Real-time Transcription with AI
Live speech-to-text and translation pipeline — hands-on project tutorial
Real-time Transcription with AI
Live speech-to-text and translation pipeline — hands-on project tutorial
Real-time Transcription with AI What You'll Build Live speech-to-text and translation pipeline. By the end of this tutorial, you'll have a fully working implementation you can extend for production use. **Time**: ~25 minutes **Difficulty**: Inte
Real-time Transcription with AI
What You'll Build
Live speech-to-text and translation pipeline. By the end of this tutorial, you'll have a fully working implementation you can extend for production use.
Time: ~25 minutes Difficulty: Intermediate Prerequisites: Python, basic LLM API knowledge
Project Overview
Input → Processing Layer → AI Model → Output
↓ ↓ ↓ ↓
Validate Transform Inference Format
Step 1: Project Setup
bash
Create project directory
mkdir real-time-transcription-with-ai
cd real-time-transcription-with-aiCreate virtual environment
python -m venv venv
source venv/bin/activate # Windows: venv\Scripts\activateInstall dependencies
pip install openai anthropic whisper fastapi uvicorn python-dotenv pydanticCreate .env file
cat > .env << 'EOF'
OPENAI_API_KEY=sk-...
ANTHROPIC_API_KEY=sk-ant-...
EOF
Step 2: Core Implementation
python
main.py
import os
from dotenv import load_dotenv
from openai import OpenAI
from pydantic import BaseModel
from typing import Optionalload_dotenv()
client = OpenAI()
class RealtimeTranscriptionWithAIConfig(BaseModel):
model: str = "gpt-4o-mini"
temperature: float = 0.3
max_tokens: int = 2000
system_prompt: str = "You are a helpful AI assistant specializing in transcription."

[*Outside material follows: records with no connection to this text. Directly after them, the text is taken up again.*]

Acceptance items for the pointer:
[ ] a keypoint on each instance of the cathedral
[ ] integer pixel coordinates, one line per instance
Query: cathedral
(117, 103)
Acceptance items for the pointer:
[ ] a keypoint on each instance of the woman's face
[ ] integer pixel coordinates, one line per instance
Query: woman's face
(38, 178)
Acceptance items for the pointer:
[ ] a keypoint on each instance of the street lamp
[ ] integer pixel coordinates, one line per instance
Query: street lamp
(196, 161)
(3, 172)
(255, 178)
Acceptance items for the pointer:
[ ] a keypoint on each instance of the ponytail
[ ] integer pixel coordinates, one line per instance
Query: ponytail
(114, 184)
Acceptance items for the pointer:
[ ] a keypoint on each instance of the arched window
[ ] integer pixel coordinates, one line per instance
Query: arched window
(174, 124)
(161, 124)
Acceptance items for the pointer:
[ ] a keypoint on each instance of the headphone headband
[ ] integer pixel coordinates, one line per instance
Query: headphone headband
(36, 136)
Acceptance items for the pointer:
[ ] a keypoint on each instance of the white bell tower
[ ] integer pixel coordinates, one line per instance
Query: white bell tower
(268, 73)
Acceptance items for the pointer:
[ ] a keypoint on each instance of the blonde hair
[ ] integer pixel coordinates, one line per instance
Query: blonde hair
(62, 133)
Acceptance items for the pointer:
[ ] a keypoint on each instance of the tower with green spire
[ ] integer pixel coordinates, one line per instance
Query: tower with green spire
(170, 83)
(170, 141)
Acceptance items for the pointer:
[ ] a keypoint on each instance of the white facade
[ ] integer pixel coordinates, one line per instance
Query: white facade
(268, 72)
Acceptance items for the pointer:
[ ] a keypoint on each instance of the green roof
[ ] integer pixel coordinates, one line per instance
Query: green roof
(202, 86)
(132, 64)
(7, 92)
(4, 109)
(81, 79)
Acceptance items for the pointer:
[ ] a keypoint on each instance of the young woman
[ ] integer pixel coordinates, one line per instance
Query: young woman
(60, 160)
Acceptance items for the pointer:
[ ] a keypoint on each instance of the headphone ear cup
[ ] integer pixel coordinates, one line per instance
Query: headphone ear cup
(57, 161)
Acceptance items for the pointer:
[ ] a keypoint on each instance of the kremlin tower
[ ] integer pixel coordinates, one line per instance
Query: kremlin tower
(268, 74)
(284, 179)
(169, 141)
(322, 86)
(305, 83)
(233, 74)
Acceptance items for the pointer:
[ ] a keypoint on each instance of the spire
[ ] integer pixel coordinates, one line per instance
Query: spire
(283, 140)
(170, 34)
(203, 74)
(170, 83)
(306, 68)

class RealtimeTranscriptionWithAI:
"""Real-time Transcription with AI implementation.
Live speech-to-text and translation pipeline
"""
def __init__(self, config: Optional[RealtimeTranscriptionWithAIConfig] = None):
self.config = config or RealtimeTranscriptionWithAIConfig()
self.client = client
self.history = []
def process(self, user_input: str) -> str:
"""Main processing pipeline for transcription."""

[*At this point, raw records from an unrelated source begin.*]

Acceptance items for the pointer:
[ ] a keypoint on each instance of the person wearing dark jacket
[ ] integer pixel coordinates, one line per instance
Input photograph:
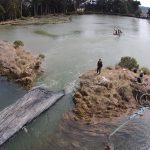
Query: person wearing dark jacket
(99, 66)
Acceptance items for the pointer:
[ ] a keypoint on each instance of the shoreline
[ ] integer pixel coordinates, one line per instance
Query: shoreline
(38, 20)
(108, 96)
(57, 19)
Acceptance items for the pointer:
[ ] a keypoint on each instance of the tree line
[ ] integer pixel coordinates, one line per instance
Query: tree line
(12, 9)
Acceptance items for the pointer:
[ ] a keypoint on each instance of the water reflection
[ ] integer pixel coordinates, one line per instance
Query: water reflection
(74, 135)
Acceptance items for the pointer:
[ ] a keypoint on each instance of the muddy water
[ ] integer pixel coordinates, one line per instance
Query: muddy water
(71, 49)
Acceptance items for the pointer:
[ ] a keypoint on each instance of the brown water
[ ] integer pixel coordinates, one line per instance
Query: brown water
(71, 49)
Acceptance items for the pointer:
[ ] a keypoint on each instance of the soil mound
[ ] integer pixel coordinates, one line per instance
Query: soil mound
(108, 95)
(18, 64)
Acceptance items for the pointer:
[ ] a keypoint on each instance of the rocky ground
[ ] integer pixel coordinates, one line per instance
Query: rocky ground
(107, 96)
(19, 65)
(49, 19)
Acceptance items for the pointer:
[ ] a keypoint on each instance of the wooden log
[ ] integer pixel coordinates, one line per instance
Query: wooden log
(31, 105)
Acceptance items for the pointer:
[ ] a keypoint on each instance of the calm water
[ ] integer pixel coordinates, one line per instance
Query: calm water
(71, 49)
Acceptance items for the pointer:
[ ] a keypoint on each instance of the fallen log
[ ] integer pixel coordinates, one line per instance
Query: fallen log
(31, 105)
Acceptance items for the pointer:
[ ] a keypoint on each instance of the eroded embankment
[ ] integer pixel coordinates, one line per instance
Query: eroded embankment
(18, 64)
(108, 95)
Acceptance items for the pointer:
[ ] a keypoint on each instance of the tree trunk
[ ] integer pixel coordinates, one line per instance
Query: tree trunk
(14, 117)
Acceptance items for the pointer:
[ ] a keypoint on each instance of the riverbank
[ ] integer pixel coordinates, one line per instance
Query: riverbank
(49, 19)
(19, 65)
(107, 96)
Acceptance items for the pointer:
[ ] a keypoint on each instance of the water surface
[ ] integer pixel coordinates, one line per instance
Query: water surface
(71, 49)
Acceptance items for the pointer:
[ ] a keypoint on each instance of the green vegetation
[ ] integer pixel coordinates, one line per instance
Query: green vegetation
(18, 43)
(12, 9)
(128, 62)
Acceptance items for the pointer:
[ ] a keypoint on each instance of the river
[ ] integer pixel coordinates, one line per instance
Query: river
(71, 49)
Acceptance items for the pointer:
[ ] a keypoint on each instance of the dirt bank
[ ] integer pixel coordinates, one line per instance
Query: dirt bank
(18, 64)
(108, 95)
(50, 19)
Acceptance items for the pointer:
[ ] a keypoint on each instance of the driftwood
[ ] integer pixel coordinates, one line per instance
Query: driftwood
(14, 117)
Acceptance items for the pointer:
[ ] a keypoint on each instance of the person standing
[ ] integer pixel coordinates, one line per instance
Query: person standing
(99, 66)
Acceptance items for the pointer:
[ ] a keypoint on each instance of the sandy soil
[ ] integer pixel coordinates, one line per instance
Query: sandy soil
(107, 96)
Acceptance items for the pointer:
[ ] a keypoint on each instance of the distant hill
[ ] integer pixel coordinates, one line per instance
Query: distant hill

# Add to conversation history
self.history.append({"role": "user", "content": user_input})
# Build messages
messages = [
{"role": "system", "content": self.config.system_prompt}
] + self.history[-10:] # Keep last 10 turns
# Call AI
response = self.client.chat.completions.create(
model=self.config.model,
messages=messages,
temperature=self.config.temperature,
max_tokens=self.config.max_tokens
)
assistant_msg = response.choices[0].message.content
# Add assistant response to history
self.history.append({"role": "assistant", "content": assistant_msg})
return assistant_msg
def reset(self):
"""Clear conversation history."""
self.history = []
print("Conversation history cleared.")
Step 3: API Service
python
api.py
from fastapi import FastAPI, HTTPException
from fastapi.responses import StreamingResponse
from pydantic import BaseModelapp = FastAPI(title="Real-time Transcription with AI API")
Initialize the system
system = RealtimeTranscriptionWithAI()class ProcessRequest(BaseModel):
input: str
session_id: str = "default"
class ProcessResponse(BaseModel):
output: str
session_id: str
@app.post("/process", response_model=ProcessResponse)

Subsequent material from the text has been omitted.